Merkel told parliament that there were sufficient investment projects in the pipeline that needed to be fast-tracked.

Merkel Rejects Growing Calls to Fend Off Slowdown With More Spending
Angela Merkel, Germany’s chancellor at a meeting with German state premiers and mayors in Berlin, Germany. (Photographer: Krisztian Bocsi/Bloomberg)

(Bloomberg) --

Chancellor Angela Merkel rejected growing calls at home and abroad to fend off an economic slowdown with increased spending, saying that the problem wasn’t a shortage of money for investment.

Merkel told parliament on the second day of its budget debate that there were sufficient investment projects in the pipeline that needed to be fast-tracked. Her speech comes after Finance Minister Olaf Scholz on Tuesday said Germany would stick to a balanced budget but was ready to act in moments of a crisis.

"With the investments, and the finance minister touched on that yesterday, it’s currently not a lack of money," Merkel said. "We have hundreds of thousands of apartments that could be built, we have roads, we have digital infrastructure. So, first we need to make sure the money is being spent."
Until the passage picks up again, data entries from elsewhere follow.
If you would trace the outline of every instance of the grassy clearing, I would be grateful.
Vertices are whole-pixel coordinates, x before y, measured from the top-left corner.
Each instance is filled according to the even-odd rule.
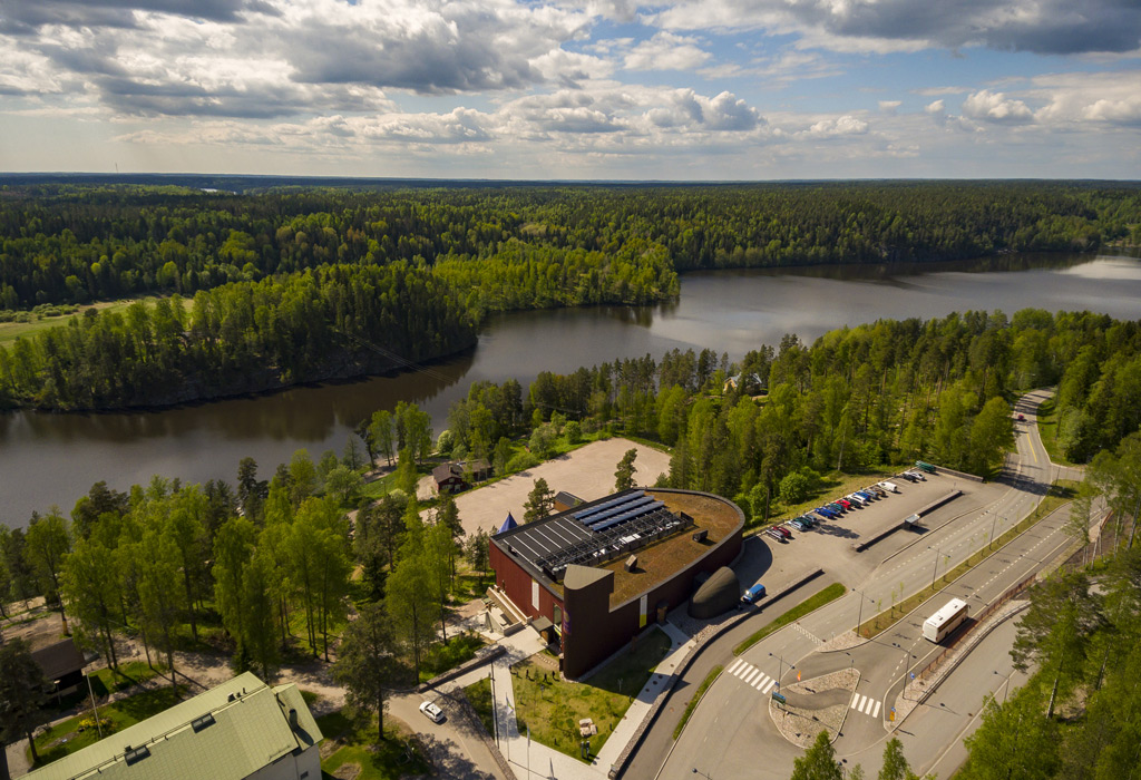
[[[494,737],[495,714],[492,707],[492,679],[484,677],[483,680],[477,680],[464,688],[463,692],[468,696],[468,701],[471,702],[476,715],[479,716],[479,722],[484,724],[487,736]]]
[[[714,666],[710,669],[710,673],[705,675],[705,680],[703,680],[702,684],[697,686],[693,698],[686,702],[686,712],[681,713],[681,720],[678,721],[678,725],[673,729],[674,739],[681,737],[681,730],[685,729],[686,723],[689,722],[689,716],[693,715],[694,709],[697,707],[697,702],[702,700],[702,697],[705,696],[705,691],[709,690],[709,686],[713,684],[713,681],[717,680],[718,675],[721,674],[722,671],[725,671],[723,666]]]
[[[974,552],[970,558],[950,571],[944,572],[944,575],[936,579],[932,585],[924,587],[919,593],[912,594],[897,604],[892,604],[891,609],[884,610],[865,620],[859,626],[859,635],[872,639],[873,636],[877,636],[891,626],[896,625],[904,617],[917,609],[920,604],[985,561],[996,550],[1001,549],[1019,534],[1029,530],[1035,523],[1062,504],[1067,504],[1073,501],[1077,496],[1077,486],[1078,482],[1065,479],[1051,485],[1046,496],[1038,502],[1038,505],[1033,512],[1030,512],[1029,515],[1026,517],[1026,519],[1020,521],[1013,528],[1001,534],[996,539],[984,546],[981,550]]]
[[[185,689],[180,689],[185,690]],[[130,698],[99,707],[99,720],[103,722],[103,736],[107,737],[139,721],[145,721],[164,709],[178,704],[170,686],[153,691],[143,691]],[[35,750],[40,756],[37,766],[43,766],[89,745],[99,741],[99,730],[90,712],[81,713],[49,728],[35,738]],[[29,754],[31,758],[31,753]]]
[[[346,764],[361,767],[358,780],[396,780],[431,771],[420,745],[402,724],[385,723],[385,739],[377,744],[377,718],[354,718],[345,712],[317,718],[322,746],[321,774],[332,778]],[[327,751],[327,755],[326,755]]]
[[[1054,399],[1047,398],[1038,405],[1038,434],[1042,437],[1042,445],[1050,454],[1050,460],[1062,465],[1077,465],[1070,462],[1058,444],[1058,411],[1054,407]]]
[[[467,632],[452,636],[447,644],[434,644],[420,661],[420,682],[428,682],[432,677],[454,669],[460,664],[471,660],[479,648],[487,644],[487,640],[475,632]]]
[[[652,631],[577,683],[564,682],[557,672],[533,658],[517,664],[511,667],[511,684],[520,733],[527,733],[529,726],[532,739],[578,758],[578,721],[589,717],[598,726],[598,734],[590,740],[591,753],[597,755],[669,650],[670,637]]]
[[[799,604],[790,609],[787,612],[778,617],[772,623],[764,625],[755,634],[753,634],[744,642],[735,647],[733,649],[733,655],[739,656],[741,653],[745,652],[745,650],[748,650],[751,647],[760,642],[769,634],[778,631],[779,628],[783,628],[784,626],[787,626],[790,623],[793,623],[794,620],[799,620],[800,618],[804,617],[812,610],[824,607],[824,604],[828,603],[830,601],[835,601],[847,592],[848,588],[841,585],[840,583],[832,583],[823,591],[819,591],[815,595],[809,596],[804,601],[800,602]]]
[[[83,312],[88,309],[97,309],[100,311],[126,311],[127,307],[133,303],[137,299],[123,299],[119,301],[105,301],[102,303],[89,303],[87,306],[79,307],[75,314],[62,315],[62,316],[38,316],[32,315],[32,320],[27,323],[0,323],[0,347],[6,347],[19,338],[27,338],[35,335],[40,331],[47,331],[51,327],[59,327],[60,325],[66,325],[68,322],[75,317],[82,317]],[[144,299],[153,300],[153,299]],[[192,300],[187,300],[187,303],[193,303]]]

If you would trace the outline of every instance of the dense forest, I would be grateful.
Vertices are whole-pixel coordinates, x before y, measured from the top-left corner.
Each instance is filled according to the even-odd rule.
[[[452,645],[443,620],[451,603],[478,593],[487,568],[487,536],[464,538],[450,497],[428,513],[415,498],[432,457],[487,457],[505,474],[589,438],[639,436],[672,447],[658,481],[734,497],[755,527],[837,472],[922,457],[993,474],[1012,445],[1011,400],[1057,383],[1059,445],[1093,456],[1089,495],[1107,495],[1127,517],[1141,468],[1141,411],[1131,400],[1141,393],[1139,377],[1141,323],[1022,310],[882,320],[810,346],[786,336],[738,364],[711,350],[674,350],[544,373],[526,389],[513,380],[477,382],[438,436],[426,413],[402,403],[361,421],[342,455],[314,462],[299,450],[267,480],[246,458],[233,485],[156,477],[118,493],[97,484],[70,518],[52,507],[26,530],[0,528],[0,609],[44,594],[112,665],[114,636],[126,632],[168,671],[175,649],[204,642],[233,653],[236,668],[270,677],[299,653],[325,657],[342,632],[340,657],[361,661],[354,643],[363,640],[346,627],[356,609],[361,625],[377,621],[385,657],[399,659],[385,671],[385,685],[398,688],[430,676],[432,659],[454,652],[444,652]],[[395,464],[379,493],[363,481],[374,462]],[[1045,739],[1050,749],[1020,749],[1003,767],[1034,755],[1055,777],[1071,777],[1060,740],[1073,739],[1097,748],[1089,751],[1092,773],[1081,777],[1120,777],[1119,754],[1135,741],[1106,724],[1135,710],[1126,681],[1136,676],[1128,649],[1138,644],[1139,560],[1123,554],[1102,588],[1071,577],[1035,595],[1031,615],[1041,616],[1023,621],[1030,633],[1019,657],[1045,672],[1009,705],[990,706],[966,777],[998,777],[988,773],[987,740],[1001,748],[1011,723],[1031,710],[1033,728],[1027,721],[1014,738],[1027,749]],[[355,568],[358,579],[350,578]],[[469,585],[458,585],[463,577]],[[342,672],[346,685],[356,684]],[[1106,769],[1094,771],[1098,762]]]
[[[0,406],[172,404],[402,368],[475,343],[436,276],[396,262],[238,282],[193,301],[89,309],[0,350]]]
[[[584,259],[575,253],[597,252],[601,259],[590,262],[598,265],[621,261],[642,243],[639,252],[662,252],[675,270],[1083,251],[1127,236],[1138,222],[1141,190],[1117,184],[277,187],[246,194],[9,184],[0,189],[0,309],[189,295],[333,263],[485,261],[460,275],[471,284],[496,281],[500,265],[519,253],[549,266],[568,257],[578,265]],[[504,252],[509,258],[500,257]]]
[[[0,349],[0,407],[64,409],[375,373],[491,311],[673,298],[688,269],[1092,250],[1141,222],[1136,188],[1085,184],[0,193],[3,318],[165,296]]]

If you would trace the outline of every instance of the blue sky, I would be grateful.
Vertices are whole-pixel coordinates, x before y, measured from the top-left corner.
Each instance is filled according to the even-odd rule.
[[[1138,0],[0,0],[0,170],[1141,179]]]

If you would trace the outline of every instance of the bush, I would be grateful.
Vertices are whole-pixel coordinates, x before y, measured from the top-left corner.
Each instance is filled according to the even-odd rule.
[[[531,453],[518,453],[507,462],[507,472],[510,474],[516,471],[526,471],[534,469],[539,463],[539,458]]]

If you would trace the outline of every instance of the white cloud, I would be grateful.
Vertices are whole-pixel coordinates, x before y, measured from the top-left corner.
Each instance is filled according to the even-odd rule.
[[[711,57],[694,38],[659,32],[630,48],[623,67],[628,71],[689,71],[704,65]]]
[[[1008,99],[1004,92],[984,89],[968,95],[963,100],[963,114],[985,122],[1022,124],[1034,121],[1034,112],[1021,100]]]
[[[682,0],[653,21],[666,30],[764,30],[845,52],[984,46],[1037,54],[1141,47],[1141,5],[1122,0]]]
[[[863,136],[868,130],[868,124],[861,119],[851,114],[833,116],[815,122],[801,135],[812,138],[839,138],[841,136]]]
[[[1141,127],[1141,72],[1036,76],[1028,95],[1043,101],[1035,117],[1051,124]]]

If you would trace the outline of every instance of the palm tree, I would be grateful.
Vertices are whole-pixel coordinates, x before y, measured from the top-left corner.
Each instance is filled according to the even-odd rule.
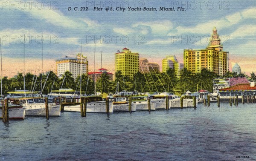
[[[115,83],[116,85],[117,86],[118,83],[118,89],[116,89],[116,90],[119,91],[122,91],[122,86],[120,85],[120,83],[123,81],[123,76],[122,75],[122,71],[118,70],[115,73]]]
[[[64,78],[65,78],[65,80],[64,80]],[[76,86],[75,85],[75,79],[72,77],[72,74],[69,71],[65,72],[64,75],[63,75],[63,78],[61,79],[60,82],[61,86],[62,84],[63,81],[64,81],[64,83],[62,88],[71,89],[76,88],[75,87]]]
[[[255,74],[254,73],[253,73],[253,72],[250,74],[250,75],[251,76],[250,77],[250,80],[256,81],[256,75],[255,75]]]
[[[7,93],[7,92],[9,91],[11,89],[10,83],[10,81],[8,80],[7,77],[4,77],[2,78],[2,93],[5,95]]]

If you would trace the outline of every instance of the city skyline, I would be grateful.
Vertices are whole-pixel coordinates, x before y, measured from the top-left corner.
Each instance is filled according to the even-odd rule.
[[[228,3],[221,4],[213,2],[212,9],[210,1],[201,6],[198,3],[195,9],[191,2],[183,1],[179,5],[186,8],[186,11],[157,11],[157,14],[155,11],[93,11],[94,5],[106,5],[104,1],[93,4],[93,6],[79,1],[72,5],[67,1],[56,1],[57,3],[51,1],[51,5],[43,3],[41,9],[38,5],[43,2],[39,1],[33,1],[31,8],[27,4],[25,9],[21,1],[16,1],[17,5],[13,3],[12,6],[9,2],[1,1],[0,7],[4,76],[13,76],[16,70],[23,70],[24,34],[31,40],[25,44],[26,71],[42,69],[40,43],[43,35],[44,71],[55,70],[57,59],[65,55],[72,57],[80,53],[81,42],[82,54],[88,58],[89,72],[94,70],[96,38],[99,39],[96,43],[96,69],[100,68],[102,51],[102,66],[114,73],[114,53],[125,47],[139,53],[140,57],[150,62],[158,63],[160,71],[162,60],[166,56],[175,55],[179,62],[183,63],[183,49],[205,48],[214,27],[218,29],[225,51],[229,52],[229,70],[232,71],[233,66],[237,62],[242,72],[249,75],[256,72],[256,10],[253,1],[225,1]],[[111,5],[120,6],[122,1],[119,2],[111,1]],[[176,5],[168,1],[125,2],[130,6],[143,6],[143,8]],[[90,10],[87,12],[68,11],[68,7],[74,9],[75,6],[86,6]],[[128,41],[126,40],[127,38]]]

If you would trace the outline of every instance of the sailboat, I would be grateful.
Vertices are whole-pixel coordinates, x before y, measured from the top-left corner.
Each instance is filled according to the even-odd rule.
[[[1,95],[0,95],[0,118],[3,117],[2,109],[3,107],[4,99],[2,97],[2,89],[3,82],[2,76],[2,41],[0,38],[0,53],[1,55]],[[26,108],[22,106],[14,104],[9,101],[8,101],[9,106],[9,118],[11,119],[23,119],[25,118],[25,112]]]
[[[25,84],[25,35],[24,40],[24,91],[26,91]],[[42,46],[43,53],[43,45]],[[44,116],[46,115],[46,100],[44,98],[40,97],[27,97],[26,93],[25,98],[17,98],[14,100],[16,104],[26,108],[25,115],[29,116]],[[61,116],[61,105],[57,102],[48,103],[49,115],[52,116]]]
[[[96,45],[94,44],[94,72],[95,71],[95,54],[96,54]],[[82,70],[82,49],[81,44],[81,51],[80,54],[81,65],[80,65],[80,98],[79,98],[78,102],[81,103],[81,70]],[[108,113],[107,109],[106,101],[103,101],[101,97],[96,95],[96,85],[95,72],[94,72],[94,95],[92,96],[84,97],[83,98],[86,99],[86,112],[93,113]],[[113,112],[113,102],[109,102],[109,112]],[[69,111],[74,112],[80,112],[80,104],[68,106],[64,107],[64,111]]]

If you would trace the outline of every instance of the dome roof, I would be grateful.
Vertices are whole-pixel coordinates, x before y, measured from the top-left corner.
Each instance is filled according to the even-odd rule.
[[[239,66],[239,65],[238,65],[237,63],[236,63],[236,64],[234,65],[234,66],[233,66],[233,68],[240,68],[240,67]]]

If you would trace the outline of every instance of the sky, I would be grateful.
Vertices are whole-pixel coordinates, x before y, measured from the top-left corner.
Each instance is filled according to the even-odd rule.
[[[167,56],[182,63],[184,49],[205,48],[215,27],[229,52],[230,70],[237,63],[242,72],[256,72],[255,0],[0,2],[4,76],[23,66],[32,73],[55,70],[57,59],[75,57],[81,46],[93,72],[95,43],[96,70],[102,51],[102,67],[114,73],[115,53],[125,47],[161,69]]]

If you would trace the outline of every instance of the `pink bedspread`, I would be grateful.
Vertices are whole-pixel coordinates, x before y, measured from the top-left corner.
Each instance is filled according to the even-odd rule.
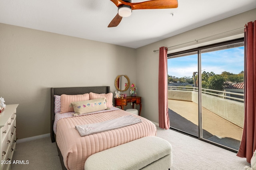
[[[57,124],[56,142],[67,169],[84,170],[90,155],[102,150],[147,136],[156,136],[156,127],[142,117],[142,122],[120,129],[81,137],[76,125],[95,123],[130,115],[118,109],[105,113],[62,119]]]

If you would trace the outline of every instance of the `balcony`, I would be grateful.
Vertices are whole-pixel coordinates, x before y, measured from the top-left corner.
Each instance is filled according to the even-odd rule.
[[[243,99],[230,97],[230,93],[234,93],[202,89],[203,138],[238,150],[244,123]],[[168,86],[171,127],[198,136],[198,99],[196,88]]]

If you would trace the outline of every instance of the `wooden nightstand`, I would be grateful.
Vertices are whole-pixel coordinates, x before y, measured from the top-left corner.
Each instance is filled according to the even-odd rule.
[[[124,106],[127,105],[127,103],[132,103],[132,108],[134,108],[134,104],[140,105],[139,115],[140,115],[140,111],[142,108],[141,104],[141,97],[140,96],[127,96],[126,98],[115,98],[115,107],[120,106],[122,110],[124,109]]]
Merkel Rejects Growing Calls to Fend Off Slowdown With More Spending

Germany has come under growing pressure to boost spending as it faces the prospect of a recession in the third quarter. The International Monetary Fund renewed its call for action this week, saying Germany shouldn’t wait for an economic shock before boosting public investment

The economy shrank 0.1% between April and June and many indicators are pointing to a further contraction in the third quarter.

The argument in favor of debt-financed stimulus is that Germany’s debt burden has come down dramatically in recent years and that negative interest rates are likely to remain low for a considerable time. Even within the finance ministry, the beacon of German fiscal discipline, the mindset is beginning to change.

Europe’s largest economy has a “broad range” of long-term issues including infrastructure, digitization and the participation of women in the workforce that it could spend money on, Poul Thomsen, the head of the IMF’s European department, said in an interview in Brussels.

“Germany is not constrained by debt levels from pursuing such good fiscal, structural measures,” he said.

Marcel Fratzscher, president of Germany’s DIW economic research institute, also weighed in on Wednesday, favoring a long-term government investment program.

“Instead of complaining about low interest rates, politicians should understand this as an opportunity to invest wisely in the future," Fratscher said. “We need a shift in fiscal priorities away from public consumption toward more government investment."

The 2020 budget was approved in cabinet in June and faces a vote in parliament in November.